Paasonen mentioned an example: The French tactics at the Champagne front in July 1918. Expecting a German offensive the French troops were withdrawn to rear lines. Only machine guns were left in the front line. The Germans shelled the empty lines and their attack failed at the rear lines.

– It was “Der schwarze Tag der Deutschen Armee”, Paasonen said. The Black Day of the German army. – But my proposal was not accepted. The troops had to retreat from the front line in disorder. The 10th Division almost completely collapsed and it also lost most of its artillery.

The Red Army’s main attack was launched on 10 June 1944. – I have to admit one thing, the Marshal said to Paasonen the very same day. – I did put more weight on the opinions of General Airo than on yours. But what else could I have done?

Paasonen did not comment. – The moment was too tragic to tell the commander-in-chief what we could have done.

Expecting a massive enemy attack Paasonen had organized an intelligence operation in the lost territory. One-man radio patrols from the 4th Detached Battalion were left behind. They were supplied with provisions for two months.

– The HQ got immediate information of the moves of the enemy, Paasonen said. – In the middle of July we received information, which told us that the enemy was withdrawing artillery and tank regiments from the Isthmus. The attack was over.

All the patrols on the Isthmus survived, though they had to swim across the broad Vuoksi River. The patrols left behind in Eastern Carelia also all survived. – This was one of the finest Finnish intelligence operations during WW2.


Marshal Gustaf Mannerheim was elected President in August and a very harsh peace treaty was signed in September 1944. In July 1945 the Marshal told Paasonen to leave the country because Paasonen had been involved in the Stella Polaris operation, the evacuation of Finnish signal intelligence material and personnel to Sweden.

In the middle of July 1948 Paasonen got a letter from Lugano, Switzerland, in which the Marshal asked Paasonen to help him in writing his memoirs. Paasonen agreed. – Though I am not a historian, he said.

Paasonen outlined the contents of the memoirs and assisted the Marshal until January 1951, when the task was finished. On 20 January the Marshal was taken ill and died eight days later.

– There is a peculiar greatness in the death of the Marshal, Paasonen said. – He was predestined to pass away on the anniversary of his first crucial achievement in Finland. In the night of 28 January 1918 he disarmed the Russian garrisons in Finland. It was the basis for the fight for Finland’s independence.

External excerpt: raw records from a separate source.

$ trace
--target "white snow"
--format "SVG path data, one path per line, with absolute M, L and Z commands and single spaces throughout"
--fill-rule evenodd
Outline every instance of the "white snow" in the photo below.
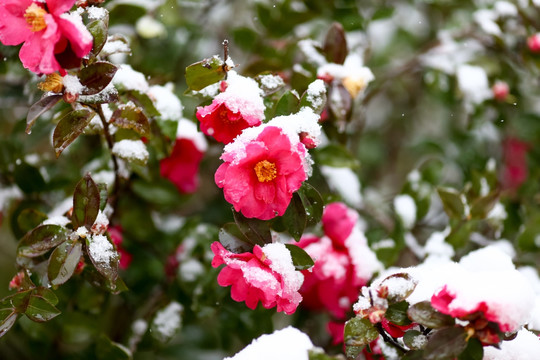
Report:
M 165 308 L 156 313 L 152 322 L 152 329 L 164 339 L 171 338 L 182 324 L 182 310 L 184 308 L 176 301 L 172 301 Z
M 110 266 L 111 260 L 117 257 L 113 245 L 105 235 L 93 235 L 89 238 L 89 255 L 101 266 Z
M 148 160 L 148 150 L 141 140 L 120 140 L 115 143 L 112 153 L 124 160 L 145 163 Z
M 489 35 L 501 36 L 502 31 L 495 22 L 498 16 L 493 10 L 480 9 L 474 12 L 474 20 L 480 25 L 483 31 Z
M 483 46 L 476 40 L 456 42 L 448 31 L 438 33 L 440 45 L 429 50 L 420 59 L 424 66 L 454 74 L 458 66 L 465 64 L 483 51 Z
M 416 221 L 416 203 L 407 194 L 401 194 L 394 198 L 394 209 L 403 222 L 406 229 L 412 229 Z
M 69 220 L 65 216 L 53 216 L 48 218 L 47 220 L 43 221 L 41 225 L 60 225 L 60 226 L 66 226 L 69 224 L 71 220 Z
M 466 104 L 480 104 L 493 97 L 486 71 L 479 66 L 460 65 L 457 68 L 459 90 Z
M 483 360 L 537 360 L 540 354 L 540 338 L 528 330 L 520 330 L 515 339 L 503 341 L 501 348 L 484 347 Z
M 362 206 L 360 180 L 354 171 L 346 167 L 338 168 L 327 165 L 319 166 L 319 168 L 328 182 L 328 186 L 341 195 L 347 204 L 355 208 Z
M 283 79 L 279 75 L 261 75 L 259 79 L 261 81 L 261 85 L 270 91 L 276 90 L 285 85 Z
M 203 133 L 197 130 L 197 125 L 188 119 L 180 119 L 178 122 L 178 130 L 176 133 L 177 139 L 189 139 L 193 141 L 195 147 L 201 152 L 208 149 L 208 142 Z
M 64 76 L 62 78 L 62 83 L 64 84 L 65 92 L 73 95 L 80 94 L 86 89 L 86 86 L 82 85 L 79 78 L 75 75 Z
M 4 207 L 7 207 L 12 200 L 22 196 L 22 191 L 18 186 L 2 187 L 0 185 L 0 211 L 4 210 Z
M 137 90 L 142 93 L 146 93 L 149 90 L 144 74 L 133 70 L 127 64 L 122 64 L 118 67 L 112 83 L 123 90 Z
M 109 14 L 107 9 L 97 6 L 87 7 L 86 12 L 88 13 L 88 19 L 90 20 L 103 20 Z
M 122 41 L 114 36 L 109 36 L 107 38 L 107 42 L 103 46 L 103 49 L 101 49 L 101 55 L 109 56 L 116 53 L 129 54 L 131 53 L 131 48 L 125 41 Z
M 300 51 L 304 53 L 307 61 L 315 66 L 322 66 L 327 62 L 326 58 L 317 51 L 316 47 L 318 46 L 320 46 L 320 44 L 311 39 L 305 39 L 298 42 L 298 47 L 300 48 Z
M 90 32 L 86 29 L 86 27 L 83 24 L 81 15 L 77 14 L 76 12 L 72 13 L 64 13 L 60 15 L 60 18 L 69 21 L 70 23 L 75 26 L 77 29 L 77 37 L 79 38 L 78 41 L 80 43 L 91 43 L 93 38 Z
M 253 340 L 233 357 L 223 360 L 308 360 L 313 349 L 309 337 L 291 326 Z
M 80 238 L 85 238 L 88 236 L 88 229 L 85 226 L 78 227 L 77 230 L 75 230 L 75 233 Z
M 167 35 L 165 25 L 150 15 L 141 16 L 135 23 L 135 30 L 137 31 L 137 34 L 145 39 L 164 37 Z
M 354 226 L 351 235 L 345 240 L 345 246 L 349 250 L 358 278 L 367 282 L 373 274 L 383 269 L 382 263 L 368 246 L 366 236 L 358 223 Z
M 172 90 L 171 83 L 165 86 L 153 85 L 148 90 L 148 96 L 152 99 L 162 119 L 179 121 L 184 107 Z
M 180 263 L 180 266 L 178 267 L 180 278 L 186 282 L 197 280 L 204 272 L 204 266 L 196 259 L 188 259 Z
M 285 291 L 287 293 L 298 291 L 304 282 L 304 275 L 295 270 L 291 253 L 285 245 L 281 243 L 266 244 L 262 247 L 262 251 L 271 261 L 270 269 L 281 275 Z
M 324 106 L 324 96 L 326 95 L 326 86 L 324 81 L 317 79 L 309 84 L 306 90 L 306 99 L 315 109 L 322 109 Z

Colonel Aladàr Paasonen finished his own memoirs in April 1974 in Flourtown, Pennsylvania, where he lived his last years. He died on 6 July the same year.

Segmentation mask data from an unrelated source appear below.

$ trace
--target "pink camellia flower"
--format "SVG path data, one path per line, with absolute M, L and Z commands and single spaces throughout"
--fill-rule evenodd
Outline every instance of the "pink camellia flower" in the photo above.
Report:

The last journey of the President

On the evening of 17 December 1940 President Kyösti Kallio, who just had resigned from office, was to travel home to his farm in Nivala, situated in Ostrobothnia, Northern Finland. The President and his wife bid farewell to the personnel of the Presidential Palace and went by car to the railway station. The streets were crowded with students carrying torches.

The farewell ceremony was held at the presidential suite of the railway station. Present were the newly elected President Risto Ryti, Marshal Gustaf Mannerheim and other prominent government officials.

– That was without question the most burdensome day in the life of President Kallio, Paasonen said. – It was a great effort for him and he paid heavily for it. The band played the Finnish military anthem of honour Porilaisten marssi.

– When the president reached the guard of honour he stumbled. I was deliberately very near behind him. When he fell I managed to take him into my arms. I felt his last heartbeats.

The President was taken to his carriage. – The physician only had to confirm that his journey had ended.